Par Vincent Colot (chroniqueur exclusif) – Analyste financier
On connaît la ritournelle des esprits chagrins. Les actionnaires se goinfreraient depuis des années sur le dos des salariés en empochant des dividendes excessifs. Un coup d’œil sur n’importe quel indice d’une grande bourse depuis une douzaine d’années suffirait à pour le moins relativiser une telle fadaise. Cela fait des années que les Bourses jouent au yoyo et que les actionnaires soufflent successivement le chaud et le froid. Même en y ajoutant les dividendes, l’investisseur qui sera resté sur le marché durant toutes ces années (sans chercher donc à profiter de la volatilité des cours) n’aura en réalité quasiment rien gagné. Il n’aura en tous cas pas été rémunéré pour le risque.
Y a-t-il une leçon à en tirer concernant le traitement des actionnaires par les entreprises ?
Dernièrement, le bureau de conseils financiers auquel j’appartiens a réalisé une évaluation de la qualité de gouvernance des grandes entreprises (en anglais : “corporate governance”). Rappelons que la gouvernance des entreprises est un concept qui recouvre la façon dont l’équilibre du pouvoir est assuré dans les entreprises, dont les décisions sont prises et dont l’information est répercutée aux actionnaires. Avec un score moyen aux alentours de 10,3/20 en 2010, notre échantillon représentatif de quelque 350 entreprises européennes et américaines laisse voir des lacunes notamment dans la façon dont sont traités les actionnaires.
Et sur ces dernières années, aucun réel progrès n’a été constaté.

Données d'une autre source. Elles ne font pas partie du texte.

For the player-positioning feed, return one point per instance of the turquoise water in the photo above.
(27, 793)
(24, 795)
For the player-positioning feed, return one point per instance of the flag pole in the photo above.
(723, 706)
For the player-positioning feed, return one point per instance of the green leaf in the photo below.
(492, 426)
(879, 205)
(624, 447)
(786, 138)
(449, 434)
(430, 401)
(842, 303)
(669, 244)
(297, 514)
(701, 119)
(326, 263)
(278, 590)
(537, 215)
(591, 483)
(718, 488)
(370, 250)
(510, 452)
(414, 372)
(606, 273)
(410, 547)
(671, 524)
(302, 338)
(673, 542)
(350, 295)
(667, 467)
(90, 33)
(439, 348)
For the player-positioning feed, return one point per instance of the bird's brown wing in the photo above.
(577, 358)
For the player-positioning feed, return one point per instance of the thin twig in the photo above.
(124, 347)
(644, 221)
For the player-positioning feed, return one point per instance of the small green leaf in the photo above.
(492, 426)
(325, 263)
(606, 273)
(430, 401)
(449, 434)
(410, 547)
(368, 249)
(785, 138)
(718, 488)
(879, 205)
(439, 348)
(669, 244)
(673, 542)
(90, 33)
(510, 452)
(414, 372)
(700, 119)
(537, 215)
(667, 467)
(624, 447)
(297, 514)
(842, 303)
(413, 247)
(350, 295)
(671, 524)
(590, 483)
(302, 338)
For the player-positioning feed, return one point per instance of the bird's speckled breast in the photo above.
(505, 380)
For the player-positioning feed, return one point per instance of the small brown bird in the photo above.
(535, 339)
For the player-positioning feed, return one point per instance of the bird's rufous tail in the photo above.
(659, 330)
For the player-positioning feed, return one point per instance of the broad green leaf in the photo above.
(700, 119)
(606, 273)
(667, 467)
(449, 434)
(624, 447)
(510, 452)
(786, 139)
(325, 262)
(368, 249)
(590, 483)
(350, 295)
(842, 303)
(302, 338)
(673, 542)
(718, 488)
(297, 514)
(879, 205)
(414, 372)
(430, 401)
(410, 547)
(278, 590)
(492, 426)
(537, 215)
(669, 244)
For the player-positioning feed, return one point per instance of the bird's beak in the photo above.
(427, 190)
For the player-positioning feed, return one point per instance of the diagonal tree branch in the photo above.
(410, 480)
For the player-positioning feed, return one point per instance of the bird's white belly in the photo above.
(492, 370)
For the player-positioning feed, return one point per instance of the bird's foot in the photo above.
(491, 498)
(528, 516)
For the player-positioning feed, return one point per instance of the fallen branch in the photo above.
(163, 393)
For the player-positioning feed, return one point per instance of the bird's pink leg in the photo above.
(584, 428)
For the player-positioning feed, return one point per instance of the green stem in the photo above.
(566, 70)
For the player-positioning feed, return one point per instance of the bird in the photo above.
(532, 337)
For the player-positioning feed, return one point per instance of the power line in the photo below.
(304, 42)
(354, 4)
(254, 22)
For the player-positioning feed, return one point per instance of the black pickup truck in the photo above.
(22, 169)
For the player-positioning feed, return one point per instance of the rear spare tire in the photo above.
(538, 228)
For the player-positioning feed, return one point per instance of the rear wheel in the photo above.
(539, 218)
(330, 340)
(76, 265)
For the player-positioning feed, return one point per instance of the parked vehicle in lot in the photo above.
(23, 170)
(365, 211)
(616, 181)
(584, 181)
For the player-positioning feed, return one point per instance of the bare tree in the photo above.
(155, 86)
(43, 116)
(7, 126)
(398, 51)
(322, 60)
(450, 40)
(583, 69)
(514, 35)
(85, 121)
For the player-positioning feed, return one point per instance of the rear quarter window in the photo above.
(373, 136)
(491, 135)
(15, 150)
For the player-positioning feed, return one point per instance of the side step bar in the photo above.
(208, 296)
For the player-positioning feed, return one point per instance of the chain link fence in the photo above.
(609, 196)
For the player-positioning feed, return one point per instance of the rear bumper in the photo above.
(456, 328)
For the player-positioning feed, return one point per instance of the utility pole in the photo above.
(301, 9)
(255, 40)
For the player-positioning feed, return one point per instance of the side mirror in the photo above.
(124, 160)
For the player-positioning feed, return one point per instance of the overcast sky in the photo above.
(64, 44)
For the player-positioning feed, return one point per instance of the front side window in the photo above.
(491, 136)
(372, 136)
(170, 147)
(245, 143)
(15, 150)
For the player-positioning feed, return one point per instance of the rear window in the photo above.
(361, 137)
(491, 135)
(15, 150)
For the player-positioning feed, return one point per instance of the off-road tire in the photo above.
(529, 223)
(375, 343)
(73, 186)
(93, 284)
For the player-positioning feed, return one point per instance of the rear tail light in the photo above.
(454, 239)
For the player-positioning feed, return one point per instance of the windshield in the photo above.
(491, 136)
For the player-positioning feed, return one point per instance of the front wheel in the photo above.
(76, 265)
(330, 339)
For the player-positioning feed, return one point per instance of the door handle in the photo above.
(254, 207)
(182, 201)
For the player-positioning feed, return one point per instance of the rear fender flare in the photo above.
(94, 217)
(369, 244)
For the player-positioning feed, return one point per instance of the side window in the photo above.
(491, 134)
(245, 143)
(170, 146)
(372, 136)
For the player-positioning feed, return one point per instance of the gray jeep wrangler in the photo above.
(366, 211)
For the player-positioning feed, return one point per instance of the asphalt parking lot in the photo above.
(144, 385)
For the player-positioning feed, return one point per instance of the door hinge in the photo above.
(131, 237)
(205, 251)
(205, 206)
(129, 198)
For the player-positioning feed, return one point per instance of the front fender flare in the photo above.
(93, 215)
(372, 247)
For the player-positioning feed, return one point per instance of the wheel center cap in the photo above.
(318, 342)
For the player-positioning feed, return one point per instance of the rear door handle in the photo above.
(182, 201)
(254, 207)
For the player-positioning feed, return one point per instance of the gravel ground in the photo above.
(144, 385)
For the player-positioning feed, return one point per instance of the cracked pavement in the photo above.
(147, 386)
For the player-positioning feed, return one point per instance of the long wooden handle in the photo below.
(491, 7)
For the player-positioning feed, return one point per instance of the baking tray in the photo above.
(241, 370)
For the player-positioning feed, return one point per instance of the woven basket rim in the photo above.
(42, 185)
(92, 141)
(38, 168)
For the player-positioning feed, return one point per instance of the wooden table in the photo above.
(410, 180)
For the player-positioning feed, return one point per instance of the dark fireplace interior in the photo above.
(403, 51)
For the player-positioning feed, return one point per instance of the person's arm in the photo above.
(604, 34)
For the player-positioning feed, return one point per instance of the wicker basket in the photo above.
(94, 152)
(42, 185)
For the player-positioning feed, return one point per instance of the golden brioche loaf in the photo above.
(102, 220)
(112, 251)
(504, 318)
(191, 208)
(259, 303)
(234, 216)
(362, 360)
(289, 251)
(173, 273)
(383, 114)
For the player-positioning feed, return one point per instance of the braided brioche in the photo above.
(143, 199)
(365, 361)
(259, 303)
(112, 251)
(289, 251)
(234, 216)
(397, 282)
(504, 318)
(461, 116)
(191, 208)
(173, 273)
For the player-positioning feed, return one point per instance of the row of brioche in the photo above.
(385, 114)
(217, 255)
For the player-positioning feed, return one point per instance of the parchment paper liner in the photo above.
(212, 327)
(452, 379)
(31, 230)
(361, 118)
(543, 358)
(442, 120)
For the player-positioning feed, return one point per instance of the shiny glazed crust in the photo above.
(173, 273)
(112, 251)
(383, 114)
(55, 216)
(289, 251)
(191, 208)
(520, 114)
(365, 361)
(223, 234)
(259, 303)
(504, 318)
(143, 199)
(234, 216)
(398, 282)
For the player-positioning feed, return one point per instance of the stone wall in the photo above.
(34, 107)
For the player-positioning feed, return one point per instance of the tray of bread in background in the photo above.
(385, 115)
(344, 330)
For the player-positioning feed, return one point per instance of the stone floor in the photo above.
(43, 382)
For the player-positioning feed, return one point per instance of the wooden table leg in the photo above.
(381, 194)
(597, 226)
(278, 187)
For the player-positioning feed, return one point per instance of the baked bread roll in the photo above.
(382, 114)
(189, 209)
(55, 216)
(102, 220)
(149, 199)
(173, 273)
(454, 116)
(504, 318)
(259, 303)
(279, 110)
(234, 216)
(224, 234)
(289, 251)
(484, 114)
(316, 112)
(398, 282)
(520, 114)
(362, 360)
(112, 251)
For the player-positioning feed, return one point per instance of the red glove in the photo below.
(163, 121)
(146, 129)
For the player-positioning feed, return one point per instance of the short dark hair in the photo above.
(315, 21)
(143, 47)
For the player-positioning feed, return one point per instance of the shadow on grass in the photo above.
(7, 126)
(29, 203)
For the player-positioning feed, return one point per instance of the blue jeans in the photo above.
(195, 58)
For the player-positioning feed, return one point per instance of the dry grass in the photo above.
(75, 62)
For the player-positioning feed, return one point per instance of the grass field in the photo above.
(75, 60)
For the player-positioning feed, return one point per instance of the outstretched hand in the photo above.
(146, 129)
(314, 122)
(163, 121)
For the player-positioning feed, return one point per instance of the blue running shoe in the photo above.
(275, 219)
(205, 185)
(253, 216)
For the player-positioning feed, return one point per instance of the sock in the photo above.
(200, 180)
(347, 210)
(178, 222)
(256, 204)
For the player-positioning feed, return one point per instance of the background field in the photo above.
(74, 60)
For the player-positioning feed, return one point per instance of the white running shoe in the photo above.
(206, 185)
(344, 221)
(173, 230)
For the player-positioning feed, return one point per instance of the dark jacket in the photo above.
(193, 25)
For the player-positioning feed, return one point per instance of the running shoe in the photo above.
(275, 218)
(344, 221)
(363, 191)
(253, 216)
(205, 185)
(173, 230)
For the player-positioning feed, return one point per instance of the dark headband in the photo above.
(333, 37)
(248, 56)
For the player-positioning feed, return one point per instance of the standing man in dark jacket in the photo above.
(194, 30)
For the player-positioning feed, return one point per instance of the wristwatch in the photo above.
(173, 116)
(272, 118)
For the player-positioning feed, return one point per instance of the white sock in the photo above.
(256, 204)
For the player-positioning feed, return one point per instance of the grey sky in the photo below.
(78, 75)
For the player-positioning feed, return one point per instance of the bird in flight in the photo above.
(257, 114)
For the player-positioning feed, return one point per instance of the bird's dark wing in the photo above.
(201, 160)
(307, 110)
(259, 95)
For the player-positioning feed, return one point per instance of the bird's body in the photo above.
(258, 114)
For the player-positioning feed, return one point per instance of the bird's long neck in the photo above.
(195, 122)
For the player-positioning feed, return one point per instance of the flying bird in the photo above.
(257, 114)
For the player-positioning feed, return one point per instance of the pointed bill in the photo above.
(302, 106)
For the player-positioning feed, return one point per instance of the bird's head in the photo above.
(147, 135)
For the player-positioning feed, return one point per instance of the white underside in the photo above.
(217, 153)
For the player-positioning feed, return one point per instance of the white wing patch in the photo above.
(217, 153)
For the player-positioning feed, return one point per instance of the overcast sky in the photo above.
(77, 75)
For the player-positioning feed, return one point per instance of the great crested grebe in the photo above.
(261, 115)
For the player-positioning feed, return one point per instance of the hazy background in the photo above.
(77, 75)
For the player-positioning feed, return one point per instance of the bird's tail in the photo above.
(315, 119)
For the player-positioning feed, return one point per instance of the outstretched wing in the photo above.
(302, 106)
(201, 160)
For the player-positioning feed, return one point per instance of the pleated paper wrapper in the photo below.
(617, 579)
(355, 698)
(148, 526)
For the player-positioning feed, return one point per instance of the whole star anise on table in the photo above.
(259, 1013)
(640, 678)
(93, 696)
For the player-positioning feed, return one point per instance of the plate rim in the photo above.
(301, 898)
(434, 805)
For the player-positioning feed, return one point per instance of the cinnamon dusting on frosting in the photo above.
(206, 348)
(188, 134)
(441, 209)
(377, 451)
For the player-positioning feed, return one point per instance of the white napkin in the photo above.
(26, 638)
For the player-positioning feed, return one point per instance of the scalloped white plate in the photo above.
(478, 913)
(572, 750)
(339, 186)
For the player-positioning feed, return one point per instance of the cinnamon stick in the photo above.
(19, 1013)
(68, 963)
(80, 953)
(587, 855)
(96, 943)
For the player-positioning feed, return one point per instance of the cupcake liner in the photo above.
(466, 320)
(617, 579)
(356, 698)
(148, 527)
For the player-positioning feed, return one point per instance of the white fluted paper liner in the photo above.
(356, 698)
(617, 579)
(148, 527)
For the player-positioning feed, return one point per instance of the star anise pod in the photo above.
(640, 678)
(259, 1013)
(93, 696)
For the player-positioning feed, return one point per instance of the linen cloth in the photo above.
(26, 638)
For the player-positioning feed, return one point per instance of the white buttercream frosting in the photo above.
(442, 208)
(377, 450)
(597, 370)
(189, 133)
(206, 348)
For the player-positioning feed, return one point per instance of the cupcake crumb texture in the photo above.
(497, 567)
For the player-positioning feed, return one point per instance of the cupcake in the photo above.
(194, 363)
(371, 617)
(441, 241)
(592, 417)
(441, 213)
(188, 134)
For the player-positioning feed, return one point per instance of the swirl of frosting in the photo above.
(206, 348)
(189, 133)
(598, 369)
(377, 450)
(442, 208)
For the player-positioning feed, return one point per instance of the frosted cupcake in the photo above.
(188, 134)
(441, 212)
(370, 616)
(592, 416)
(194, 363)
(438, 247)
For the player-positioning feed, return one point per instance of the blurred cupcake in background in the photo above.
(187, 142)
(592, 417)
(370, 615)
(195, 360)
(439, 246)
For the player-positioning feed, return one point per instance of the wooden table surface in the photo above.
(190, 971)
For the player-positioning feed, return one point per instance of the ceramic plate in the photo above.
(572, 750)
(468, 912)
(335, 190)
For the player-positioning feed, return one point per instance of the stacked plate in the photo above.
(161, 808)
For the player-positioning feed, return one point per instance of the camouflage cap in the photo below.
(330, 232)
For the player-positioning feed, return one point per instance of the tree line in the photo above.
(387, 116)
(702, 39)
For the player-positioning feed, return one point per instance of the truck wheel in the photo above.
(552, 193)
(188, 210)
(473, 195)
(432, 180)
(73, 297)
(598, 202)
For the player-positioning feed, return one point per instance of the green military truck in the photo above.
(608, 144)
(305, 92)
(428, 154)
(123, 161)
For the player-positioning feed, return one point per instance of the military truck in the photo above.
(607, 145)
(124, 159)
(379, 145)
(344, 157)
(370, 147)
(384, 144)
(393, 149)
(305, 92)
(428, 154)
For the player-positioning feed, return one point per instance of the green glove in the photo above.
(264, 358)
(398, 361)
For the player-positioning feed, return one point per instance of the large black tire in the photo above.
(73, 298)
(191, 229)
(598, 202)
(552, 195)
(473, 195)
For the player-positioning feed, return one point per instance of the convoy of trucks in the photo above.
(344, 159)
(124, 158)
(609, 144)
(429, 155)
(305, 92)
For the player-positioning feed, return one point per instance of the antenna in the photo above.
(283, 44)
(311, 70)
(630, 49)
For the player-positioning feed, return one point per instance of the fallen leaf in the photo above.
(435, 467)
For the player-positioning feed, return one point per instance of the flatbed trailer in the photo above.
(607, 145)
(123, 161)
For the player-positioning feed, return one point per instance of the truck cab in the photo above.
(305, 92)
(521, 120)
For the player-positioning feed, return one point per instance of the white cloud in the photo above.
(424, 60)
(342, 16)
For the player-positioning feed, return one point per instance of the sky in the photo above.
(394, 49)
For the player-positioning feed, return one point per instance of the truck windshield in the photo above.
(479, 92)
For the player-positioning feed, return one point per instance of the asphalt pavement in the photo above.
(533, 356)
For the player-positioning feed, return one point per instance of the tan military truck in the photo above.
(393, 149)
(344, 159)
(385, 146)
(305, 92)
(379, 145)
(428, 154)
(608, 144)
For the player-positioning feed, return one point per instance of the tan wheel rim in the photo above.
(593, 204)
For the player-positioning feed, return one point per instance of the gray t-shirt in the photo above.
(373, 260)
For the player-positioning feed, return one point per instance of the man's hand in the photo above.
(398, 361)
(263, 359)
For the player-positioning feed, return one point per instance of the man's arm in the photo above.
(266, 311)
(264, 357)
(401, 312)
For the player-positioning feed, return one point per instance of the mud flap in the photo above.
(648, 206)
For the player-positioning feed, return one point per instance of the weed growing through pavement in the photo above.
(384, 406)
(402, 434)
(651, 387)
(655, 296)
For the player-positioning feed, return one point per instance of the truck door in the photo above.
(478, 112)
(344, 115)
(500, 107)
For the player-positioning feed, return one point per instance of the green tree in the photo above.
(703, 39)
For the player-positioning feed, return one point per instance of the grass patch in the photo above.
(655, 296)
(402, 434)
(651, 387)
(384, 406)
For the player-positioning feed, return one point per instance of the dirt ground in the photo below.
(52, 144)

Or, le lien le plus tangible entre actionnaires et entreprises est celui du dividende. Sans surprise, la situation n’est en fait pas satisfaisante. Alors qu’en moyenne, au niveau mondial, le taux de distribution des dividendes (“dividend pay-out”) s’établit actuellement aux alentours de 35% des bénéfices, ce niveau ne me semble pas suffisant. On le sait : trop d’argent gardé à l’intérieur d’une entreprise au mieux ne rapporte pas grand chose et au pire, peut se retrouver finalement dilapidé (primes exagérées aux dirigeants, investissements improductifs). On le sait aussi : les entreprises répugnent à distribuer un dividende dont elles savent qu’il pourrait ne pas être au moins maintenu les années suivantes. Ce genre de raisonnement freine inutilement la redistribution des bénéfices aux actionnaires. Ceux-ci seraient pourtant tout aussi satisfaits si les entreprises s’engageaient sur un certain niveau de pay-out, même si cela s’accompagnait d’une variabilité des dividendes distribués. Supposons qu’une entreprise s’engage à distribuer 40% de ses bénéfices : alors à un bénéfice par action de 10 EUR réalisé en 2010 correspondrait un dividende de 4 EUR et si, en 2011, le bpa n’est plus que de 5 EUR, le dividende tomberait alors à 2 EUR. En tout état de cause, nous pensons que ce genre de politique permettrait de relever le taux moyen de redistribution des bénéfices, en baisse depuis 20 ans, aux alentours de 50%. Notons d’ailleurs que des entreprises comme Siemens, EON, GDF Suez ou encore Philips ont déjà pris des engagements en ce sens.
Mais c’est du donnant donnant.
Les investisseurs aussi doivent s’amender. Il n’est pas rare que les cours des action soient exagérément poussés à la hausse ou à la baisse selon la hauteur des bénéfices trimestriels. Trop souvent considérés comme une fin en soi par des actionnaires impatients, les performances bénéficiaires à cour terme doivent davantage être contextualisées à la situation économique et être analysées en fonction de ce qu’elles indiquent quant aux capacités des entreprises à atteindre leurs objectifs à long terme. Un comportement plus adulte et responsable des investisseurs allant dans ce sens permettrait aux entreprises de développer plus sereinement leurs projets.